Abstract
A treatment for a complicated disease might be helpful for some but not all patients, which makes predicting the treatment effect for new patients important yet challenging. Here we develop a method for predicting the treatment effect based on patient characteristics and use it for predicting the effect of the only drug (Riluzole) approved for treating amyotrophic lateral sclerosis. Our proposed method of model-based random forests detects similarities in the treatment effect among patients and on this basis computes personalised models for new patients. The entire procedure focuses on a base model, which usually contains the treatment indicator as a single covariate and takes the survival time or a health or treatment success measurement as primary outcome.

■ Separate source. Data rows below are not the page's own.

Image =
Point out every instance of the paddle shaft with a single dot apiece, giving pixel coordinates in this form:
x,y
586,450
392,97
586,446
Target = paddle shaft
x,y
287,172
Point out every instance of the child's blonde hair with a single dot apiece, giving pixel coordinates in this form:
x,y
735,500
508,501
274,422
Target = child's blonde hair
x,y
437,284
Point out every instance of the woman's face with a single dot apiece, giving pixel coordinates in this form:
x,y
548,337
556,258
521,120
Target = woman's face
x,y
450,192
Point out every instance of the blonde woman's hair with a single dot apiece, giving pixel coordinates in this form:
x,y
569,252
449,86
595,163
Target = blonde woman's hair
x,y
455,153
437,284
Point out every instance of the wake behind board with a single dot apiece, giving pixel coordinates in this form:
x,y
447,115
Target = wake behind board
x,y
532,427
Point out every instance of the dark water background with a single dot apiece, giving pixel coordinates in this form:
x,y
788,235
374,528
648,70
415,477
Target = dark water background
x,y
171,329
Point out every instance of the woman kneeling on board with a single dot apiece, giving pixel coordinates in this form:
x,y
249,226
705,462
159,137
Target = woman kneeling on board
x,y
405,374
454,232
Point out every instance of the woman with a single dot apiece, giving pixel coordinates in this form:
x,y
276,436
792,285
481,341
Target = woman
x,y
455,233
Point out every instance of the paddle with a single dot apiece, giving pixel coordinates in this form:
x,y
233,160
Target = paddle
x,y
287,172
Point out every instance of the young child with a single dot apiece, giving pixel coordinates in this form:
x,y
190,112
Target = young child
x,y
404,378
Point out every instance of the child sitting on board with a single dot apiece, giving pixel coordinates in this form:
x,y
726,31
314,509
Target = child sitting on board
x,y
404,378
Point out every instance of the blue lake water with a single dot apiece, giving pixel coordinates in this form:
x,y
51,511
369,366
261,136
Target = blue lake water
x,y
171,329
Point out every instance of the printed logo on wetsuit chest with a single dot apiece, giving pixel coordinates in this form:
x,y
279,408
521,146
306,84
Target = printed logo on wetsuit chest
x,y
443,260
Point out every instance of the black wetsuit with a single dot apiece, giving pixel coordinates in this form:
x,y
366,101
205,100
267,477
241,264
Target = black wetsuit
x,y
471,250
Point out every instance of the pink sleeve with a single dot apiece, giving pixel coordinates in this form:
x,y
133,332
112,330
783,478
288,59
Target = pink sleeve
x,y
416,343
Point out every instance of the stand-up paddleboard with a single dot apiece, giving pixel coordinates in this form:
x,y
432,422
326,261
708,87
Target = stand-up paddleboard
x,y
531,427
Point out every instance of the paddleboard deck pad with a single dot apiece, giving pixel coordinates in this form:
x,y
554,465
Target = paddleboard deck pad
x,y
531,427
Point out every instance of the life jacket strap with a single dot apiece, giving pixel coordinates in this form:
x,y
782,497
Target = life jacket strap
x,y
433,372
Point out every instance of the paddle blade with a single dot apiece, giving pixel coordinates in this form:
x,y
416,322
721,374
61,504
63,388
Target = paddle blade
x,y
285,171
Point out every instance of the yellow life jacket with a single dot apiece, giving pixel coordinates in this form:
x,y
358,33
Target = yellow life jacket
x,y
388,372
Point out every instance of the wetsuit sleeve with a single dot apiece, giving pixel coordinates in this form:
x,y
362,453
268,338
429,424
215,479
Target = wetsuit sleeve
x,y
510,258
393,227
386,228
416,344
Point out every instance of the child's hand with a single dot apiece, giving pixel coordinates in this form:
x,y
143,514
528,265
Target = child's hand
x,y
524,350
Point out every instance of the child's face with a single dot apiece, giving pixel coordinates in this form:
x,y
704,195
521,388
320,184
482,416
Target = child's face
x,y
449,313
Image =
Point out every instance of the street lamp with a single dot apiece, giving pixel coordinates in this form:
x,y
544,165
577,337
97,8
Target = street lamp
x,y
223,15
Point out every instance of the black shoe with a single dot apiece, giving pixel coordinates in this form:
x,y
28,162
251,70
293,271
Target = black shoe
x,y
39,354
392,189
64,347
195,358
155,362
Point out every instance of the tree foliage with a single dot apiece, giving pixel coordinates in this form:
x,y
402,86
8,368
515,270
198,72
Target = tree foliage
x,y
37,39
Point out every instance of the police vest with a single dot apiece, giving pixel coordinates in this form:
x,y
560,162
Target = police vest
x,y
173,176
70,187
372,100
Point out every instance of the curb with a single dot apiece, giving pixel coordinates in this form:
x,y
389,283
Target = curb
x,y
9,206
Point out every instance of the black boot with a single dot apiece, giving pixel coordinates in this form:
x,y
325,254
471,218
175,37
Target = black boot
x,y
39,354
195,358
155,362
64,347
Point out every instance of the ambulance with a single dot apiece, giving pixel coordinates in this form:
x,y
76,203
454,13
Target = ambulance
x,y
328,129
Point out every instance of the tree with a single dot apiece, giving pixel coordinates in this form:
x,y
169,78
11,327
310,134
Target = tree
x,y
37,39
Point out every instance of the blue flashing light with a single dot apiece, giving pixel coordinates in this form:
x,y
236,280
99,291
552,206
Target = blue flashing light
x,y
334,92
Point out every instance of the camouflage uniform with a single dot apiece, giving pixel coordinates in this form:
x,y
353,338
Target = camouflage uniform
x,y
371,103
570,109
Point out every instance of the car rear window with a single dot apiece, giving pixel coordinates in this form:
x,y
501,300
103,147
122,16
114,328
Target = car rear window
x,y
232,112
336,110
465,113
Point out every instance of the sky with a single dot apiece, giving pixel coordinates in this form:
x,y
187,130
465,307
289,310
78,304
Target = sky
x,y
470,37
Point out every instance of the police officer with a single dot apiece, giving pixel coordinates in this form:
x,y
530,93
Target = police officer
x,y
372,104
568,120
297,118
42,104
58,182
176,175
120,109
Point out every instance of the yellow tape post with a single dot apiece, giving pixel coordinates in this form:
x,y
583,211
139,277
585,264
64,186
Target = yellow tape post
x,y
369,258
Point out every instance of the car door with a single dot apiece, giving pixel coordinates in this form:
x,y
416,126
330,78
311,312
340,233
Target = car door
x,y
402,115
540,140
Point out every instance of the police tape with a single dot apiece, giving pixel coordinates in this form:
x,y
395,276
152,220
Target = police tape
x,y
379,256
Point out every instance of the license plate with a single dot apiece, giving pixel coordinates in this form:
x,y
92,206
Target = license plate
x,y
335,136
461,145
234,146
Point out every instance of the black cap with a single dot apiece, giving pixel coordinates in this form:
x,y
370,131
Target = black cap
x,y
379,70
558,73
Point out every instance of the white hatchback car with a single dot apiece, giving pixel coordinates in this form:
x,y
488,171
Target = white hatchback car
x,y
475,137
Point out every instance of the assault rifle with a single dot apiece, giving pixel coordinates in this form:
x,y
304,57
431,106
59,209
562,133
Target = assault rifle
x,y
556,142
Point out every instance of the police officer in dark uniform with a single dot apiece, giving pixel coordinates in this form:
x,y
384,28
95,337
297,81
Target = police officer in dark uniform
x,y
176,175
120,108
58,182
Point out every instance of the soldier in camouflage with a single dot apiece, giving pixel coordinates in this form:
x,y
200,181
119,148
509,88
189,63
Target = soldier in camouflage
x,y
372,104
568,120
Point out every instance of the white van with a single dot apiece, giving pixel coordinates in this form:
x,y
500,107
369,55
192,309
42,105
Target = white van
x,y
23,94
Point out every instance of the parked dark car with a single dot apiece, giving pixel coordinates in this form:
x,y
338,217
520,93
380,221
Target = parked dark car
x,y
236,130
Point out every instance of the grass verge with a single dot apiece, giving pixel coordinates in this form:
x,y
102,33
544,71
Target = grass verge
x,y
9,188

This base model is used both to grow the model-based trees within the forest, in which the patient characteristics that interact with the treatment are split variables, and to compute the personalised models, in which the similarity measurements enter as weights. We applied the personalised models using data from several clinical trials for amyotrophic lateral sclerosis from the Pooled Resource Open–Access Clinical Trials database. Our results indicate that some amyotrophic lateral sclerosis patients benefit more from the drug Riluzole than others. Our method allows gradually shifting from stratified medicine to personalised medicine and can also be used in assessing the treatment effect for other diseases studied in a clinical trial.
Keywords
1 Introduction
Amyotrophic lateral sclerosis (ALS) is a deadly disease that affects motor neurons in the brain and spinal cord, i.e. the neurons responsible for voluntary muscle control. Riluzole (Rilutek) is the only approved drug for this disease to date. According to the European Medicines Agency, 1 Riluzole prolongs the median survival of ALS patients, depending on the dose, by a few months. Several side effects, such as sickness, weakness or increased liver enzyme levels are mentioned. 1 Knowledge how Riluzole works on the nervous system of ALS patients is limited. The Pooled Resource Open–Access Clinical Trials (PRO-ACT) database 2 is the largest database containing clinical trial data of ALS patients available and was initiated to retrieve more information on the disease. It contains data from 17 ALS studies conducted between 1990 and 2010. Using these data, we aimed at finding out more about the effect of Riluzole on the health and survival of patients.
Before statistical analyses and p-values entered into medical progress 70 years ago, doctors treated patients individually based on their experiences and knowledge. 3 Since the beginning of the ‘golden age of randomised clinical trials’, however, medication became more and more standardised. Nowadays, much knowledge about the effect of drugs has accumulated, cornerstone drugs such as antibiotics have been used for decades and many diseases can be treated successfully; however, providing new drugs for the general public becomes more difficult. Diseases such as ALS are too complex to treat all patients in the same way. Therefore, there is a need to return to more individualised treatments, but this time with the use of statistical concepts.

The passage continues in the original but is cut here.